New Year Greetings from all of us at The Natural Resilience Fund! Starting my new year at a yoga retreat always uncovers new insights, ideas and energy for me.
I will be giving a talk on February 19th at The University of Pennsylvania’s EES (Earth & Environmental Science) Master’s program and Wharton’s IGEL (Institute for Global Environmental Leadership). The talk will include a case study of The New York Wheel’s climate resilience efforts as well as a description of some of The NRF’s primary financing mechanisms. I would like to give more of these talks to help spread the word about The NRF. In addition, on March 5th I will be on an environmental finance panel in New York City.
We have just finished the submission of the 501(c)(3) documentation to the IRS which, when approved, will allow donations and contributions to The NRF to be tax deductible. The NRF network is growing rapidly with over 1000 contacts all over the world that have expressed some interest in The NRF. In fact, the climate resilience investment tax credit (CRITC) is currently being explored as a potential accelerator to The Green Climate Fund based in South Korea and by the government of the Philippines.

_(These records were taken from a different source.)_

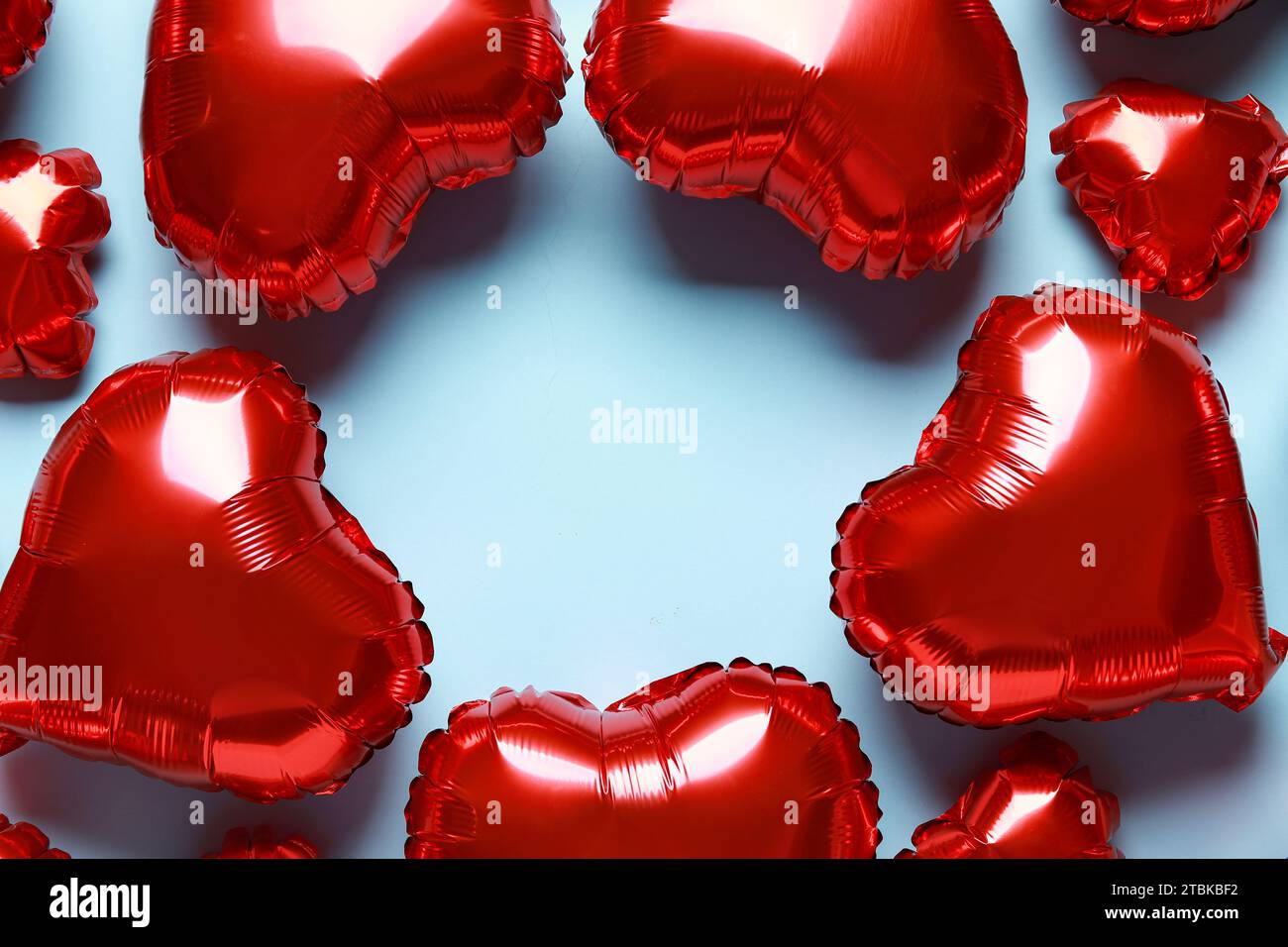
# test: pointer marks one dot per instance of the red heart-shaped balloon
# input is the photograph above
(1035, 804)
(24, 840)
(711, 763)
(24, 30)
(1074, 539)
(890, 133)
(50, 218)
(1175, 182)
(1157, 17)
(263, 844)
(292, 142)
(191, 600)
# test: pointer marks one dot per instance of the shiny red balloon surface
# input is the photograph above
(296, 145)
(180, 548)
(711, 763)
(1073, 540)
(263, 843)
(1157, 17)
(24, 29)
(51, 217)
(1175, 182)
(1035, 804)
(890, 133)
(24, 840)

We are looking for $500,000 of funding so we can initiate economic environment impact statements for the CRITC and a potential climate resilience investment grant (CRIG), as well as some lobbying efforts and some staffing and office operations. Being a serial entrepreneur, I have found that incubating ventures like The NRF out of my home initially is the most cost effective way to get things off the ground.

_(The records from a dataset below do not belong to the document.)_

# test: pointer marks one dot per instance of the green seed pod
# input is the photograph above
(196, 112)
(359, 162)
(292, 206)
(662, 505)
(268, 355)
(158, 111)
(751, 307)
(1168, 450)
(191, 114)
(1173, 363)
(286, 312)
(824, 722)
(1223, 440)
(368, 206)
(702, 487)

Winni Carter, a Linkedin contact, represents Scientific Research Publishing (http://www.scirp.org/journal/nr). Scientific Research Publishing (SCIRP) is one of the largest Open Access journal publishers. It is currently publishing more than 200 open access, online, peer-reviewed journals covering a wide range of academic disciplines. You may be able to find interesting information through SCIRP.
I just finished Al Gore’s book, The Future, and found it a fascinating if somewhat disconcerting read. This book is highly recommended for all climate resilience advocates. While reading the book, I came up with a concept that I call “the 1% solution.” If we could reduce fossil fuel production 1% per year in 100 years we would be fossil free and totally renewable energy producers by 2115. I have drafted an article along these lines and should have it ready in a few weeks.
James Sellinger and Joaquin Matias continue to consult with me on the big picture issues for The NRF. Lovaeta Amoako (the woman in The NRF video that you may have seen) has a new job with the City of New York in its Housing & Preservation Department (HPD) and we are hoping to engage that NYC department as well. My wife, Ellie Sugarman helps with editing as does my mother Joan Kaufman Levine and my sister Patti Kaufman.
I am heartened by the positive response surrounding The NRF and am hopeful that we will all band together to find effective solutions to what is now a critical, time sensitive and worldwide problem.